Poetry
Only A Glimpse into the Darkness of the Past
by Dr. Karin Doerr

During my research of "How Jewish Holocaust Survivors Remember the German Language," Charlotte Lintzel insisted that she "does not remember anything of that time." How indeed does one contemplate the Nazis' notion of "a life not worth living" (lebensunwertes Leben), and how does one verbalize the shame felt for one's devalued life, for the negation of one's person?

She is one of many who has tried hard to forget her ordeals, concentrating instead, as she emphatically states, on the present rather then the past and future. For her, this has been the mechanism to cope after the terrible rupture in her life, after having been uprooted from her family, language and culture because of her country's persecution of herself and other Jews.

Charlotte Lintzel is originally from Berlin. She survived in hiding in Germany, being placed in different homes with different people. She has blocked out the where, when and who, but she has been impacted to this day, by memories confinement and fear. She is restless and prefers to be outside, preferably on a mountain which for her represents no better image of freedom and independence. In this way she tries to maintain an optimistic outlook on her life and the world in general.

It is this optimism that "shines through" in her short poetic expression "Light". It is her first "official" statement regarding her Holocaust past and, in a nutshell, her life and her attitude to it. The title points in the direction she wants to go and offers the reader entry into a certain frame of mind.

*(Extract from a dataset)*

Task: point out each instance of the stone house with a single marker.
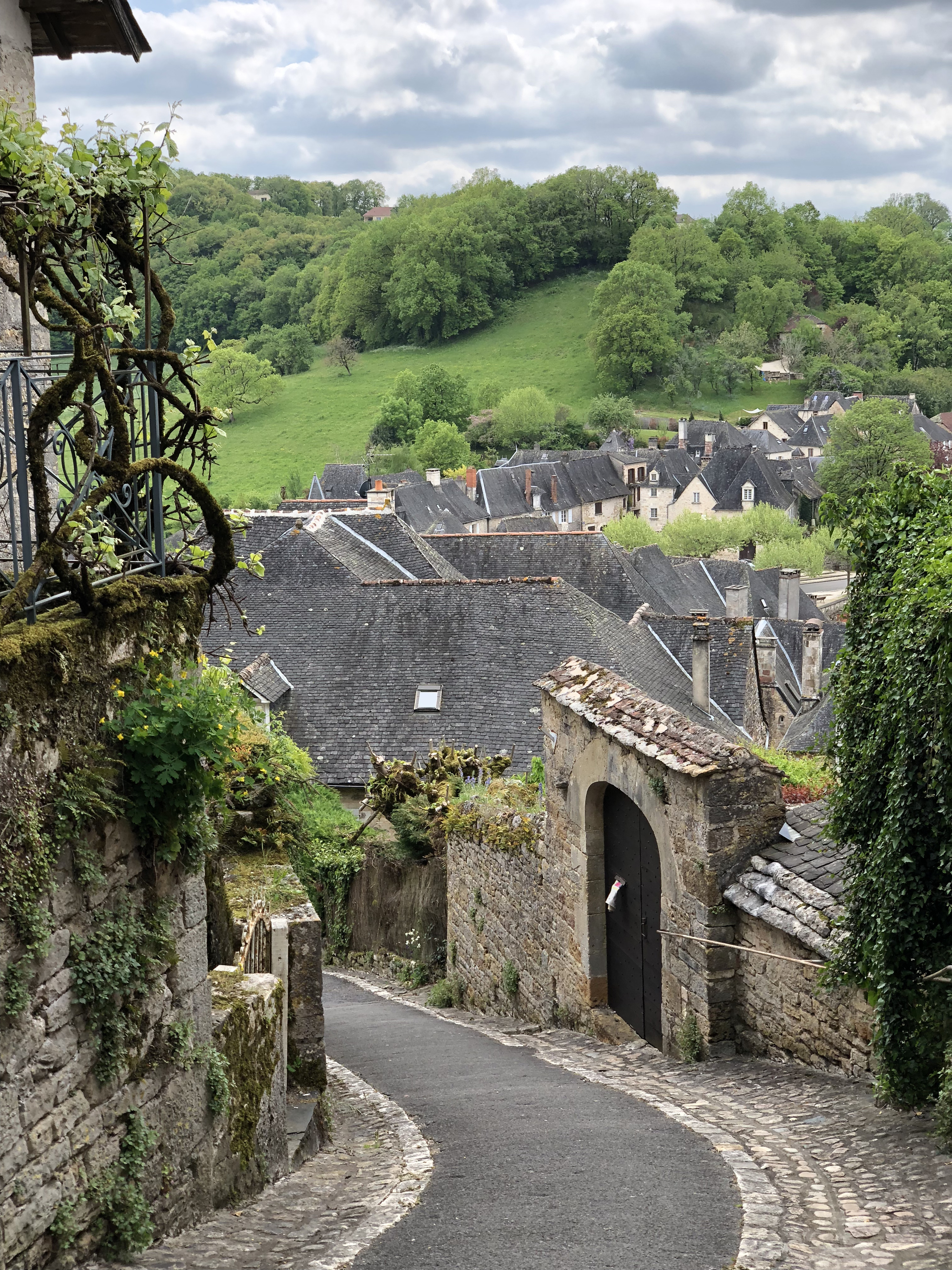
(583, 493)
(725, 897)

In two out of three stanzas she permits herself and those who read her poem a glimpse of the fright she experienced as a Jewish child in Nazi Germany. But she merely makes allusions without giving details of exactly what and who made her feel abandoned in her country. She does not want to verbalize Nazi words and their murderous meaning, such as judengelb ("Jew yellow") and ausrotten (to eradicate) that she tries so hard to remove from memory.

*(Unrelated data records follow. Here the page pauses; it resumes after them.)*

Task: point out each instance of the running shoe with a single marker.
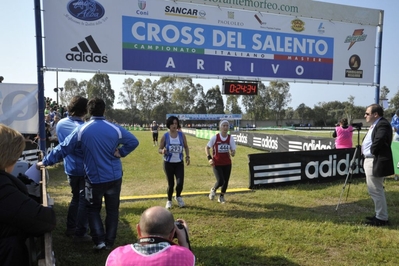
(212, 194)
(180, 202)
(221, 199)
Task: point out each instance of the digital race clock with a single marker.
(240, 87)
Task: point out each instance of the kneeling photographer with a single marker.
(156, 230)
(343, 134)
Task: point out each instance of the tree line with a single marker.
(146, 100)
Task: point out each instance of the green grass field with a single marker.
(287, 225)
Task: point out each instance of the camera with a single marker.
(358, 126)
(180, 226)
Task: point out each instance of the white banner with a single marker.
(302, 8)
(174, 38)
(19, 107)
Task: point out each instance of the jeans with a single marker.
(171, 170)
(375, 186)
(77, 213)
(111, 192)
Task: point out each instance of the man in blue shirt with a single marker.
(77, 223)
(102, 145)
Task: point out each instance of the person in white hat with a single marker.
(154, 130)
(223, 148)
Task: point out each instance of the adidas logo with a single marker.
(87, 51)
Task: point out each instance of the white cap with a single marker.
(222, 122)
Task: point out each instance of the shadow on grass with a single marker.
(243, 256)
(68, 252)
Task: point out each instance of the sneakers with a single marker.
(70, 232)
(180, 202)
(212, 194)
(101, 246)
(80, 239)
(221, 199)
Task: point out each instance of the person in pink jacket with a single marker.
(156, 231)
(343, 135)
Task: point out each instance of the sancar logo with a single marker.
(87, 51)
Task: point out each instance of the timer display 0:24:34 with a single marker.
(242, 89)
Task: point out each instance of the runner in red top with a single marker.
(223, 148)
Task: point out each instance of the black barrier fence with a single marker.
(270, 142)
(267, 169)
(282, 143)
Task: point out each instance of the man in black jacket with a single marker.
(378, 161)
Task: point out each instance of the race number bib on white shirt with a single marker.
(223, 148)
(173, 148)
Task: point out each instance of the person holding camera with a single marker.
(343, 134)
(156, 231)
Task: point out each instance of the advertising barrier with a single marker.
(267, 169)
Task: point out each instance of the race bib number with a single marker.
(174, 148)
(223, 148)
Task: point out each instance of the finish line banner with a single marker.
(168, 37)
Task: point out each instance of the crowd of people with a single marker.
(91, 152)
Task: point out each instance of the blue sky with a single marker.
(18, 58)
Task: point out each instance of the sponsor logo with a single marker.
(321, 29)
(142, 5)
(297, 25)
(184, 12)
(331, 167)
(354, 64)
(86, 10)
(259, 20)
(312, 145)
(87, 51)
(241, 138)
(357, 36)
(266, 143)
(229, 21)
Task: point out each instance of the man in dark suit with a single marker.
(378, 161)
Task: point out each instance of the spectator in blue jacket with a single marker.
(102, 145)
(77, 223)
(395, 125)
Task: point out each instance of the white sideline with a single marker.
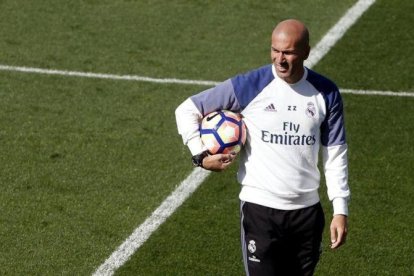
(141, 234)
(337, 32)
(144, 231)
(174, 80)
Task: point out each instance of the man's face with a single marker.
(288, 55)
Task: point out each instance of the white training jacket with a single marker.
(286, 124)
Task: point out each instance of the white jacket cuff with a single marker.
(340, 206)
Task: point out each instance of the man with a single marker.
(290, 112)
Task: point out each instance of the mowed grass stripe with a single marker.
(120, 256)
(178, 81)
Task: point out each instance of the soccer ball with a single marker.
(223, 132)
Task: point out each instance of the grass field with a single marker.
(85, 161)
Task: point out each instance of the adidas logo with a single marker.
(271, 107)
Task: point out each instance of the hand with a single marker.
(218, 162)
(339, 230)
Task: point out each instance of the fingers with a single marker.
(218, 162)
(338, 231)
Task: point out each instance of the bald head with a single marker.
(290, 48)
(295, 30)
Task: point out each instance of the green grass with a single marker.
(85, 161)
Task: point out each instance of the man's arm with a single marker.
(190, 113)
(336, 174)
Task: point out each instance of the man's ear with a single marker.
(307, 52)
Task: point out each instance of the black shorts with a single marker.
(279, 242)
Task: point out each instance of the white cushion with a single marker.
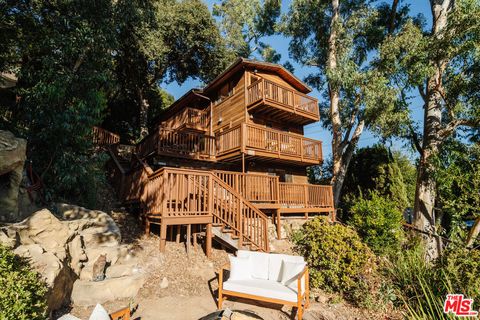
(240, 268)
(290, 272)
(259, 263)
(68, 317)
(262, 288)
(99, 313)
(275, 264)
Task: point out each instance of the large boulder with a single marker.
(12, 159)
(63, 248)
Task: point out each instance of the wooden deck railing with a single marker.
(298, 195)
(269, 140)
(104, 137)
(270, 91)
(197, 118)
(180, 144)
(254, 187)
(180, 193)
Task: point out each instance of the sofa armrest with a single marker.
(301, 276)
(220, 274)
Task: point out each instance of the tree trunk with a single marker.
(143, 113)
(473, 234)
(334, 95)
(424, 210)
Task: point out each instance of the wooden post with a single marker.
(147, 226)
(279, 227)
(208, 240)
(189, 235)
(179, 232)
(163, 236)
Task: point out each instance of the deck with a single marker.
(285, 104)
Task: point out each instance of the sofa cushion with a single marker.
(290, 271)
(240, 268)
(259, 262)
(275, 264)
(262, 288)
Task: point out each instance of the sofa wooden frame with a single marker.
(303, 301)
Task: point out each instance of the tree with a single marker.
(444, 66)
(62, 54)
(245, 23)
(376, 169)
(163, 41)
(339, 38)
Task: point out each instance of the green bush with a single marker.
(460, 267)
(338, 260)
(378, 222)
(22, 293)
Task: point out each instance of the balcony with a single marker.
(190, 120)
(258, 141)
(189, 145)
(285, 104)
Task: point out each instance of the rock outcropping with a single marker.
(63, 248)
(12, 159)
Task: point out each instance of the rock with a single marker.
(164, 283)
(57, 276)
(98, 272)
(65, 248)
(121, 270)
(12, 159)
(9, 242)
(47, 230)
(88, 293)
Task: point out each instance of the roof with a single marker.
(242, 63)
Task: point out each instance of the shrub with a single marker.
(22, 293)
(378, 222)
(338, 260)
(460, 267)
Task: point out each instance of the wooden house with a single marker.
(225, 157)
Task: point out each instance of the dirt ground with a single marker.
(192, 284)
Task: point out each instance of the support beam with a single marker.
(208, 241)
(179, 232)
(189, 236)
(279, 227)
(163, 236)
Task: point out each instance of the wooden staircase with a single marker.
(172, 196)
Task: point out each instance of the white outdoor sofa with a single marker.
(276, 278)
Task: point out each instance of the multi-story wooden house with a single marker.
(224, 157)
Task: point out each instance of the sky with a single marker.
(315, 130)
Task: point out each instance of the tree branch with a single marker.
(414, 137)
(454, 124)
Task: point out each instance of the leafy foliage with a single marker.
(63, 64)
(458, 178)
(245, 23)
(378, 222)
(377, 169)
(23, 293)
(160, 41)
(337, 258)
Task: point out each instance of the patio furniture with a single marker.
(276, 278)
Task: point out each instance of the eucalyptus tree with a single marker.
(339, 39)
(245, 24)
(161, 41)
(443, 64)
(61, 54)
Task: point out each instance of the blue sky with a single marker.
(315, 130)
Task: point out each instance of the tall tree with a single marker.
(61, 53)
(162, 41)
(246, 23)
(443, 64)
(339, 38)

In the last lines of her poem she looks beyond her ordeal as a hidden Jewish child who was caught in the vortex of the Third Reich. There she sees another child, unlike herself, whose little world is intact - happy, carefree, unburdened and moving in sunlight.

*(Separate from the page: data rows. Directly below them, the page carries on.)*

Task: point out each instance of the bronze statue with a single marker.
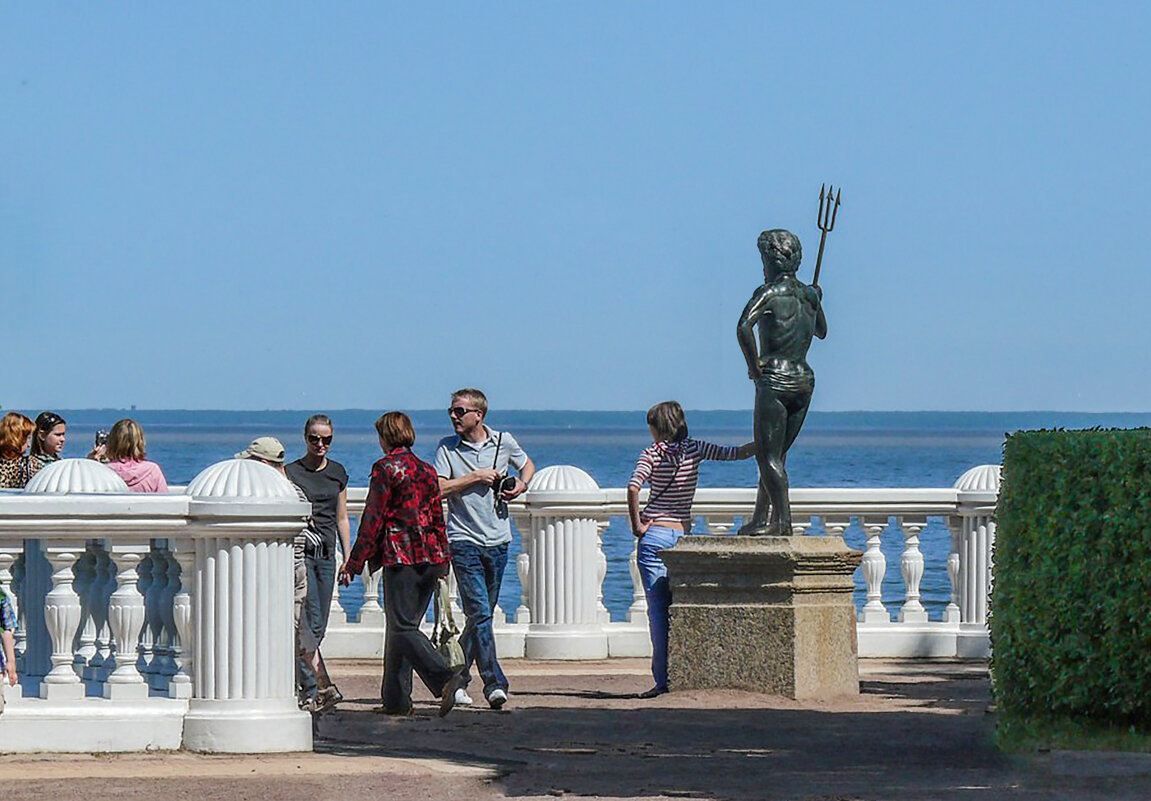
(789, 313)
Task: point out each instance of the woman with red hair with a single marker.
(15, 436)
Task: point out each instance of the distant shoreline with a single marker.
(701, 419)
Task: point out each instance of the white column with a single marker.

If the reader thinks it is Charlotte, it is not. She says it is the image of her grandson who skips happily amongst the ancient stones of his country, Israel. His life vindicates the child she was not ever allowed to be. To her, that child means hope and the future and God (?) - in her words "with a question mark."


Light
by Charlotte Lintzel

I often wander back in time,
a time when fire
scotched the earth,
when shivering with fear
I was a child alone
and death was everywhere

Again, I must go back in time
to times of fear
when even God
would hide his face from me.
I walk on silent stones
and tears fall from my eyes

And as I travel back in time
I see a child
Through rays of sun.
I see it laugh and skip
amongst the silent stones -
and light is everywhere.

The article and the poem have been published here with the permission of the authors.